The rootkit isn’t a solution. It’s a bandaid - and a bad one at that. Moba and FPS hacks have already moved outside the hardware of the PC or into the virtual space. It’s a beware of dog sign on the fence meant to scare users… while ultimately doing very little (besides providing a vector real hackers and tools can exploit to gain access to your system.)
Seriously anyone willing to install a rootkit on their system that that company is behind deserves whatever comes their way next.
Given the user always has a deeper access to the client (i.e. hardware access) than the anticheat dev does, eliminating cheating is probably unsolvable.
Best bet is probably always going to be a decently funded team dedicated to find and ban cheaters, rather than attempting to prevent them all with a rootkit.
First of all, you can’t solve a problem you’re not willing to work on.
Second, no one is expecting a solution that bans 100% of cheaters and has zero false positives. We all know that’s unrealistic. So saying no one has solved it yet is kind of misleading. There are existing solutions that work well enough for most people.
Third, there are solutions that can run entirely on the server side that would work for every system. Riot just isn’t willing to use them.
My comment stands. Bad engineers that can’t solve a problem other people have already come up with solutions for.
Rookie mistake. The best way to procrastinate is to set everything up so you could work on it and then not do it. What’s the fun in procrastination when not actively defying work?
I like having the work I’m procrastinating up on my second monitor so that if I happen to feel a 30 second burst of productivity it doesn’t go to waste.
I unplugged my lan, thrown my mobile to the other side of the room, opened everything that I needed. And still ended up just walking up & down thinking about random stuff.
I sorta did this at my old factory job by setting up all the machines to run damn near perfectly then I peaced out before showing anyone how to actually run the set-ups.
I managed to do this on my very first job. I worked at a company where they needed to integrate data from multiple vendors into a unified schema. So, ended up building a library that could take xpath and a value and would navigate down the the path, creating missing entries along the way, then insert the value at the given location. It worked really nicely cause it let our business people just fill out a spreadsheet, and provide a csv that would get ingested. The internals of it were absolutely nightmarish though, cause I just kept kludging stuff in to accommodate for new use cases, and of course all of it was completely undocumented. After I left, I heard that at least three separate attempts were made at rewriting that nightmare, and everyone just gave up eventually. For all I know, it’s still in production to this day because it became a foundational piece that nobody has any hope of understanding. 😂
their "hello fellow kids" energy works better for their goofy insignificant patch notes than it does for combating bad PR.
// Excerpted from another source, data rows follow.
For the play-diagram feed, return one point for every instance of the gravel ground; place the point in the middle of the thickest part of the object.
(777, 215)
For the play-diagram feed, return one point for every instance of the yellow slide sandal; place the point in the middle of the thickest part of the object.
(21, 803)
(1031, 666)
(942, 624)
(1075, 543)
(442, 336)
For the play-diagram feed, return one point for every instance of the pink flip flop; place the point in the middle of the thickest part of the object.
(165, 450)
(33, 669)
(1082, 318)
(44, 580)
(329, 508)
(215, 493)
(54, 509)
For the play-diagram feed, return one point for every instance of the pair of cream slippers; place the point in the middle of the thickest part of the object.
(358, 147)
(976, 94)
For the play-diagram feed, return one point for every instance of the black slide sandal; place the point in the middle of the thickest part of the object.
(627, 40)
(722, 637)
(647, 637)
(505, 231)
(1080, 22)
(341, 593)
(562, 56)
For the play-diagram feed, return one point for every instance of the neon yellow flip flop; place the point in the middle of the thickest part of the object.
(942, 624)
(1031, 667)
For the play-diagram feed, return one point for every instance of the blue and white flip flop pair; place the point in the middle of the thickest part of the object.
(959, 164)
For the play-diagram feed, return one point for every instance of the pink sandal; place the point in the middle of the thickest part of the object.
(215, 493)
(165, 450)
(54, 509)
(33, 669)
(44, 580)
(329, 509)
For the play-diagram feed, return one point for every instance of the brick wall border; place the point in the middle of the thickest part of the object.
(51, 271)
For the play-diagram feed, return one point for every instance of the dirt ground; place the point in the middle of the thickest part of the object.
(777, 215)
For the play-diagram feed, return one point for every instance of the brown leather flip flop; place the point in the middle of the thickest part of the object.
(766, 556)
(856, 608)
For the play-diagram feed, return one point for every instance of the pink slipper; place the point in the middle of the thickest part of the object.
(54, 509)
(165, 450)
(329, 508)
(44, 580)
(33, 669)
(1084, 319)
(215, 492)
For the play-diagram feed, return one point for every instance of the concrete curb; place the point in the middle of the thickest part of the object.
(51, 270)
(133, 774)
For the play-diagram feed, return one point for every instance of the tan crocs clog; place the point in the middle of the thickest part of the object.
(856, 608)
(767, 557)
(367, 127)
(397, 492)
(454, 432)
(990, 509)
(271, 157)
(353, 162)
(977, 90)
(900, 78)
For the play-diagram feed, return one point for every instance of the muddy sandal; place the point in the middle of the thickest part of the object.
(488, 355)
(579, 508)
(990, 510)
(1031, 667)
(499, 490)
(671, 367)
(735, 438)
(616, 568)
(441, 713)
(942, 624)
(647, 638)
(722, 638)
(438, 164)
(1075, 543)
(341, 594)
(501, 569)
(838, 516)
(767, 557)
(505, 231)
i was very on the fence about keeping it installed on a potato windows laptop i don't use for much else. this article absolutely convinced me fully not to. they could not have written a worse case for themselves if they had tried.
they have stated they even intend to try getting anticheat on macs as soon as possible. even if it is not possible, (which seems likely to me, considering the ecosystem?) their argument for axing linux could easily be used to just ditch macs. "we don't know how to secure it, and there were only 800 players [on a random, cherry picked day.]"
having a section in which they claim there are zero false positives is delusional. that's not how technology works. there will literally always be bugs, glitches, edge cases.
they claim they can currently read stuff in user mode, so it'll be essentially analogous in invasiveness, and it's straight bullshit.
this is several degrees of trust beyond "can read stuff in user mode when running"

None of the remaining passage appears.